The day started with a bump in the road because Jayshree couldn’t make the trip with us, but we decided to try and make the most of it. Our yoga guru Mehul was our guide for the day, and showed us around a man-made lake surrounded by various attractions. We walked around the whole thing and got to see a very different side of Indian culture. Ahmedabad is a much larger and more modern city that our little Dhrangadhra. Young couples canoodled next to the lake, and teen agers roamed in packs wearing t-shirts and shirts with signatures on them. Families took in the sunshine and couples strolled. As usual people stopped and stared at us, but the highlight was when a gaggle of giggling girls stopped us and asked us to sign their shirts and arms. It was as usual very strange but we obliged. They also wanted to take photographs with us on the cell phones. We again thought this strange but of course obliged. It was actually sort of nice since it made me feel better about how many photos I have taken of Indian people since I got here.
Ahmedabad was also different in that there were more people begging for money, and whole families who would try to surround us if we didn’t pay attention while taking a photo of something. We also ate in a restaurant for the first time, and somewhat enjoyed the terrifying thrill of traffic intersections where they do not seem to be any patterns, rhyme, or reason to how one should cross. I was sure we would die every time. At least they seemed to keep the cows out of the way…most of the time.
It took us a long time to find Ela Bhatt’s house. She lives in a sort of gated community, and had a lovely front garden/porch area. We removed our shoes and she greeted us at the front door. She is quite old but not frail or fragile looking. She wore a white sari with sunflower yellow gingam and color blocks on parts of it. She wore her gray hair in a knot at the nape of her neck. As is customary in all Indian homes, she was barefoot.

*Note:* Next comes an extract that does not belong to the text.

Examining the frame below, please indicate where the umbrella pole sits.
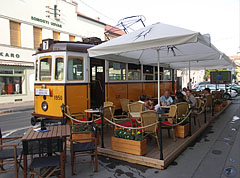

She welcomed us with tea and sweet sesame crackers, and told us of her life. She was in college when Gandhi freed India from the British. She is a lawyer by training, but also was involved with government as well as her NGO. She told us of how she at first wanted to work with the poor undocumented workers, and how this evolved to working with just women, and eventually women’s health. She casually dropped Hillary Clinton’s name while giving us an example of how women have evolved in India. She told us of how Hillary asked the women at a conference what they are afraid of, and how they told her they weren’t afraid of men anymore.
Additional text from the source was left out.